Importazioni raddoppiate negli ultimi 10 anni: primo fornitore l’Ungheria, poi la Cina. Tra le cause del crollo anche gli inverni troppo miti.
Superata in parte l’emergenza pesticidi, considerati i responsabili della terribile moria delle api registrata negli ultimi anni in Europa, lo sconvolgimento del clima sta mettendo nuovamente in ginocchio l’apicoltura italiana.
Il 2019 è stato per la filiera nazionale del miele una delle peggiori annate di sempre, e anche il 2020 a causa dell’inverno insolitamente caldo non promette bene.
Lo scorso anno c’è stato un vero e proprio tracollo con la produzione nazionale falcidiata dai cambiamenti climatici e un livello di importazioni ancora ai massimi storici, seppure in calo dopo il record raggiunto nel 2018. La produzione comunque si è più che dimezzata: rispetto alle oltre 23mila tonnellate del 2018 il crollo è stimato tra il 50 e il 70%, con punte dell’85% in Toscana, seconda regione per capacità produttiva dopo il Piemonte.
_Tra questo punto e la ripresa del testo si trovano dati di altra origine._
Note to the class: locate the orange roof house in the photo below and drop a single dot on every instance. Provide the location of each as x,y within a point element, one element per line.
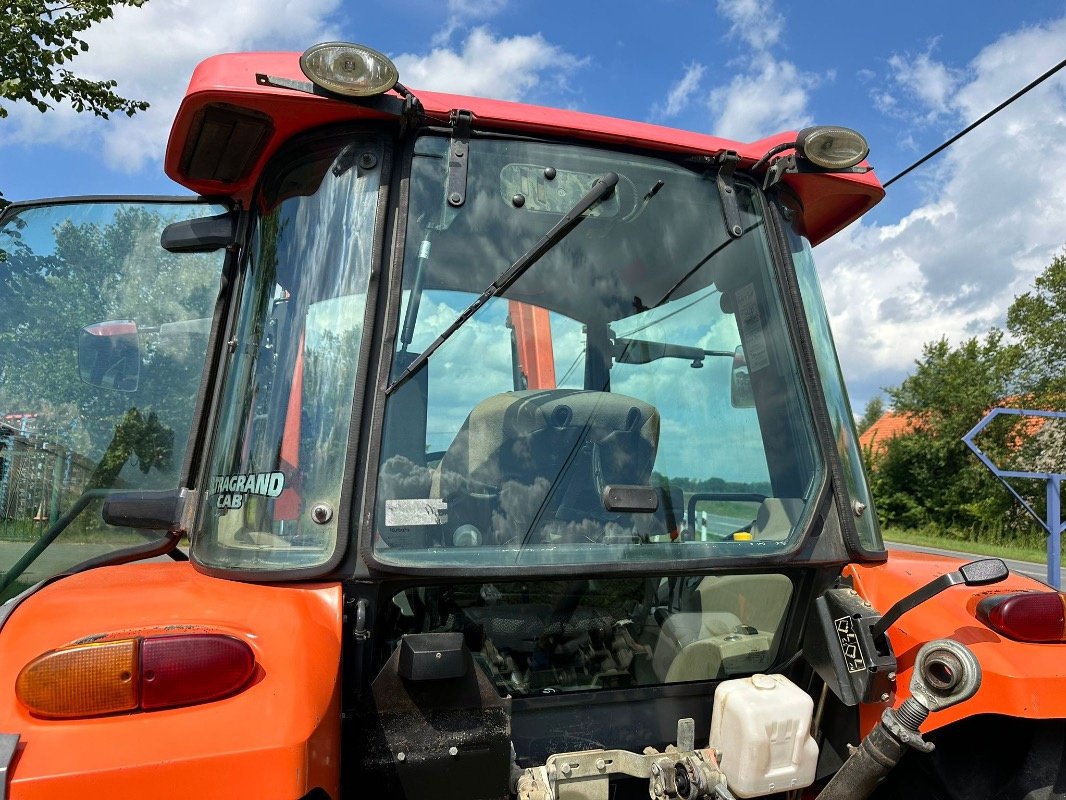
<point>890,425</point>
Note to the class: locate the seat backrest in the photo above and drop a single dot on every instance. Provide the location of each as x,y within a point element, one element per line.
<point>536,433</point>
<point>546,456</point>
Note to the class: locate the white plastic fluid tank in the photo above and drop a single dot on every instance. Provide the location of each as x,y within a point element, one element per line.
<point>761,725</point>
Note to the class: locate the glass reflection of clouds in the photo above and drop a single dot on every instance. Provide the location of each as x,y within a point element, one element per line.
<point>644,306</point>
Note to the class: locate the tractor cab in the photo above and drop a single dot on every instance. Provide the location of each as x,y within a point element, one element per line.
<point>502,441</point>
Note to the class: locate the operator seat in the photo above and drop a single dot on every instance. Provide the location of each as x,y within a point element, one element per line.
<point>737,612</point>
<point>546,456</point>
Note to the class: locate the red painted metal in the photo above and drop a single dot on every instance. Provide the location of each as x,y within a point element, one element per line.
<point>828,202</point>
<point>532,328</point>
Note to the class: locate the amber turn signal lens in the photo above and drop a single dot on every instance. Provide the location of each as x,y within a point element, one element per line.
<point>134,674</point>
<point>1029,617</point>
<point>82,681</point>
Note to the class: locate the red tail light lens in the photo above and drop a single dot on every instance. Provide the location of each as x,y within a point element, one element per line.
<point>184,670</point>
<point>134,674</point>
<point>1031,617</point>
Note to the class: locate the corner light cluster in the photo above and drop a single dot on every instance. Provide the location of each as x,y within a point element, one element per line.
<point>1027,617</point>
<point>143,673</point>
<point>352,70</point>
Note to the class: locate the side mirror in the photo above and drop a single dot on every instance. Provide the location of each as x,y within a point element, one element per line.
<point>109,355</point>
<point>740,382</point>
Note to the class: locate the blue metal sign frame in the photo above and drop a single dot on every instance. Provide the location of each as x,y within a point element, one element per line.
<point>1053,523</point>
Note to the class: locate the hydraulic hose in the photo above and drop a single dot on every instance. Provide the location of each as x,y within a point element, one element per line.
<point>946,673</point>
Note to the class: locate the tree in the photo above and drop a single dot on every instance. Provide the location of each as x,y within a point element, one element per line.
<point>930,476</point>
<point>38,40</point>
<point>1037,320</point>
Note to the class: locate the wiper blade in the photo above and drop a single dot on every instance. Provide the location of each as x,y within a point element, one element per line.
<point>601,190</point>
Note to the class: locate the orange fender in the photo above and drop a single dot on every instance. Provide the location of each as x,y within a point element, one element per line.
<point>1019,678</point>
<point>279,737</point>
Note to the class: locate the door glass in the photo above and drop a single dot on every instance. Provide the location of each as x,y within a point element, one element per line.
<point>102,341</point>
A livello nazionale gli operatori sono circa 60mila (1,5 milioni gli alveari censiti), solo per un terzo professionali, con il 50% delle colonie in capo a 1.800 apicoltori (il 3% del totale) di grandi dimensioni. Nonostante una costante crescita delle aziende negli ultimi anni (+6% le imprese e +9% gli addetti nel 2019), le importazioni negli ultimi dieci anni sono raddoppiate e hanno raggiunto nel 2018 il record di 27.900 tonnellate, secondo i dati Istat.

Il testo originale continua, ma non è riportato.